University Police Officer Yolanda Myles cruises her usual route through campus Friday night, checking the more remote areas for unreported trouble.

“Friday nights really aren’t as bad as you’d expect them to be,” the officer said. She said that even on the weekends she averages about five calls per night.

Most of the calls are reported by students, Myles said. She believes students are good at policing themselves this year, even in the absence of community facilitators, who walked through dorms and reported disciplinary infractions in previous years.

As the car passed Thurston Hall, she said most of her calls are for noise violations in the F Street area.

“This is where most of the action is,” Myles said. “The majority of campus is right here.”

In her fourth year at UPD, Myles said the people she works with and a good balance of peace and excitement keeps her with the force.

“I’ve tried everything, and I like policing the best,” she said. Before joining UPD, Myles graduated from the University of Maryland with a degree in aeronautical computer science and a minor in business. She worked as a secretary in a doctor’s office, a clerk in a law firm and an assistant in a mayor’s office before deciding she needed a change of pace.

“I was bored to tears,” she said. “I didn’t like being cooped up inside all day.”

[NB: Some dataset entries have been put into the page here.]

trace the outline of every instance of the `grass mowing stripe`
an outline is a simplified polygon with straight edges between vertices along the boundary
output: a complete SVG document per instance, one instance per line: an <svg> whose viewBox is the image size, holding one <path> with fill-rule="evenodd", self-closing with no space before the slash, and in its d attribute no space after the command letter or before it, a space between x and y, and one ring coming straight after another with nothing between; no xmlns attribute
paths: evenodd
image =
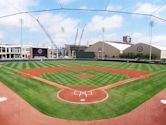
<svg viewBox="0 0 166 125"><path fill-rule="evenodd" d="M33 62L32 62L33 63ZM45 62L47 63L47 62ZM30 68L35 67L31 63L27 62ZM59 65L60 64L60 65ZM39 82L37 80L33 80L30 78L21 77L19 74L14 72L15 67L13 64L11 68L6 68L6 66L2 66L0 68L0 80L5 83L9 88L12 88L16 93L18 93L22 98L24 98L28 103L33 105L40 112L43 112L52 117L58 117L63 119L74 119L74 120L96 120L96 119L106 119L112 118L115 116L119 116L121 114L130 112L135 107L142 104L147 99L151 98L154 94L166 88L166 70L163 70L165 66L161 65L150 65L149 64L133 64L130 63L130 66L126 63L116 63L116 62L84 62L84 61L53 61L51 65L54 66L101 66L101 67L112 67L112 68L129 68L129 69L137 69L141 71L155 71L156 74L150 78L144 80L138 80L134 82L130 82L128 84L124 84L110 90L107 92L111 95L107 100L102 103L92 104L92 105L75 105L60 101L56 98L56 92L59 89ZM38 62L38 67L43 67L43 62ZM121 67L120 67L121 66ZM24 67L24 66L23 66ZM26 66L26 68L28 68ZM155 67L155 68L154 68ZM18 64L17 68L21 68L21 65ZM24 67L25 68L25 67ZM158 70L158 71L157 71ZM51 79L59 78L62 81L70 82L75 79L73 76L77 73L89 73L95 74L99 82L105 81L105 77L109 77L112 80L112 77L116 79L122 79L126 76L119 76L117 74L109 76L108 73L95 72L95 71L73 71L73 72L61 72L61 73L51 73L44 74L45 77ZM54 75L57 75L56 77ZM9 77L10 76L10 77ZM72 76L72 79L69 78ZM68 77L67 79L64 79ZM100 78L101 77L101 78ZM93 77L92 77L93 78ZM80 81L80 79L78 78ZM94 82L96 79L94 79ZM77 81L77 80L76 80ZM86 81L86 80L85 80ZM85 82L83 81L83 82ZM87 80L88 85L93 85L93 80ZM81 83L85 84L85 83ZM101 85L98 84L98 85ZM70 83L70 85L76 85L74 83ZM49 100L49 101L48 101ZM74 111L74 113L73 113ZM87 115L88 114L88 115Z"/></svg>

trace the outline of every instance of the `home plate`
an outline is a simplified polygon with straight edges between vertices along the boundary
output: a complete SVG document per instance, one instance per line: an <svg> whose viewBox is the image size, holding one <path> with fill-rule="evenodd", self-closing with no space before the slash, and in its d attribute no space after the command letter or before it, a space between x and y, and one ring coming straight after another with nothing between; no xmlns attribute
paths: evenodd
<svg viewBox="0 0 166 125"><path fill-rule="evenodd" d="M166 99L162 99L162 100L160 100L160 102L161 102L162 104L166 105Z"/></svg>
<svg viewBox="0 0 166 125"><path fill-rule="evenodd" d="M81 102L85 102L85 99L80 99Z"/></svg>
<svg viewBox="0 0 166 125"><path fill-rule="evenodd" d="M0 97L0 102L4 102L4 101L6 101L6 100L7 100L6 97Z"/></svg>

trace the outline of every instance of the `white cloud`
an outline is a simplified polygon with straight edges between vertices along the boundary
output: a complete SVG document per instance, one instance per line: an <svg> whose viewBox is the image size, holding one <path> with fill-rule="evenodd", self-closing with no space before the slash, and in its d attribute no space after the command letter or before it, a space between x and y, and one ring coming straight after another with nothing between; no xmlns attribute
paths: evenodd
<svg viewBox="0 0 166 125"><path fill-rule="evenodd" d="M75 35L79 20L62 14L42 13L40 22L56 42L67 42Z"/></svg>
<svg viewBox="0 0 166 125"><path fill-rule="evenodd" d="M58 1L58 0L56 0L56 1ZM75 0L59 0L59 2L61 3L61 4L69 4L69 3L72 3L72 2L74 2Z"/></svg>
<svg viewBox="0 0 166 125"><path fill-rule="evenodd" d="M138 43L138 42L143 42L143 43L150 43L150 38L149 35L144 34L142 32L135 32L132 34L132 42L133 43ZM152 44L154 45L159 45L159 46L166 46L166 36L161 34L161 35L153 35L152 37Z"/></svg>
<svg viewBox="0 0 166 125"><path fill-rule="evenodd" d="M121 6L112 6L112 5L109 5L106 10L120 10L122 9Z"/></svg>
<svg viewBox="0 0 166 125"><path fill-rule="evenodd" d="M0 0L0 15L26 11L29 7L37 6L39 0Z"/></svg>
<svg viewBox="0 0 166 125"><path fill-rule="evenodd" d="M20 11L26 11L31 6L37 6L39 0L1 0L0 1L0 15L6 15L11 13L17 13ZM0 19L0 26L7 27L20 27L20 18L24 19L24 27L33 30L35 25L34 20L26 14L16 15Z"/></svg>
<svg viewBox="0 0 166 125"><path fill-rule="evenodd" d="M136 12L136 13L152 14L153 12L158 10L159 8L160 8L159 5L153 5L151 3L141 3L141 4L139 3L137 5L136 10L134 12ZM160 10L157 11L156 14L159 13L159 12L160 12Z"/></svg>
<svg viewBox="0 0 166 125"><path fill-rule="evenodd" d="M123 17L119 15L113 15L104 17L100 15L93 16L91 21L87 24L87 31L101 31L104 27L105 30L112 30L122 26Z"/></svg>

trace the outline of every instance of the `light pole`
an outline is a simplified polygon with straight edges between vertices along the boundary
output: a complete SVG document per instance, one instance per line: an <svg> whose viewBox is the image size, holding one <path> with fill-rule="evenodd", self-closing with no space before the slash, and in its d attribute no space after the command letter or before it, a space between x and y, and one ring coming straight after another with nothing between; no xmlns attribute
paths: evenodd
<svg viewBox="0 0 166 125"><path fill-rule="evenodd" d="M154 21L150 21L150 44L149 44L149 62L152 60L152 37L153 37L153 26L154 26Z"/></svg>
<svg viewBox="0 0 166 125"><path fill-rule="evenodd" d="M105 38L104 38L105 28L104 27L102 27L102 32L103 32L102 59L104 59L104 41L105 41Z"/></svg>
<svg viewBox="0 0 166 125"><path fill-rule="evenodd" d="M20 18L20 44L21 44L21 58L22 58L22 46L23 46L22 27L23 27L23 19Z"/></svg>

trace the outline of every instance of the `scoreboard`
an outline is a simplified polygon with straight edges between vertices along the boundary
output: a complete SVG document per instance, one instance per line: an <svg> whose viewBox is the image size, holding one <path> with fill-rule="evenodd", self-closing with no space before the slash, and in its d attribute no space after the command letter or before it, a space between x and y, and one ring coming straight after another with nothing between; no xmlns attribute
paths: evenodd
<svg viewBox="0 0 166 125"><path fill-rule="evenodd" d="M32 48L32 58L34 57L48 57L47 48Z"/></svg>

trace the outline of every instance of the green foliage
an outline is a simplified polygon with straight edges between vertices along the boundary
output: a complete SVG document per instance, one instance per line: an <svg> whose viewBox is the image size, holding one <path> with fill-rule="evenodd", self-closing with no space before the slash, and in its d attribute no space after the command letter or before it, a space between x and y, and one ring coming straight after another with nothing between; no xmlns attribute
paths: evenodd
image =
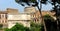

Myles’ first and only call during her one-hour patrol, blasts over the dispatch radio as she is driving on F Street, interrupting the R&B tunes she plays in contrast to the intensity of the job.

“Base to scout 32 – possible domestic violence in progress – International House on Virginia Avenue – third-party caller reporting man and woman in fight.”

“In progress?” Myles asked rhetorically as she slammed on the gas pedal, seeming to test the limits of her Chevrolet Blazer squad car. She turned quickly from F Street onto 21st Street, and then crossed over to Virginia Avenue. She drove by International House slowly, inspecting every shadow for the suspects from the call.

More information trickled in from headquarters: “Reported black, male suspect is 6 feet tall – approximately 30 years of age – no details on clothing – wearing a backpack. Female is Caucasian – also approximately 30 years of age.”

Myles replied, “Scout 32 to base – be advised F Street is swept – copy.”

She circled back around again, this time passing through 20th Street. She thought the suspects may have made their way down E Street by now. Though her search of GW’s southwestern quadrant was thorough, she never found the alleged domestic violence suspects.

For the most part, Myles’ evening route includes the main campus streets as well as some that border the campus periphery, such as Virginia and Pennsylvania avenues and K Street.

After driving by the more socially active areas in front of Thurston and Potomac House, Myles began to investigate less-populated areas on campus.

As she drove down 22nd, a taxi whizzed by and turned onto a one-way street. Myles replied with a honk, and the cab driver quickly seemed to realize his mistake.

“Some people just don’t pay attention,” she said, but she didn’t write a ticket because UPD officers have no jurisdiction over traffic violations on D.C. streets.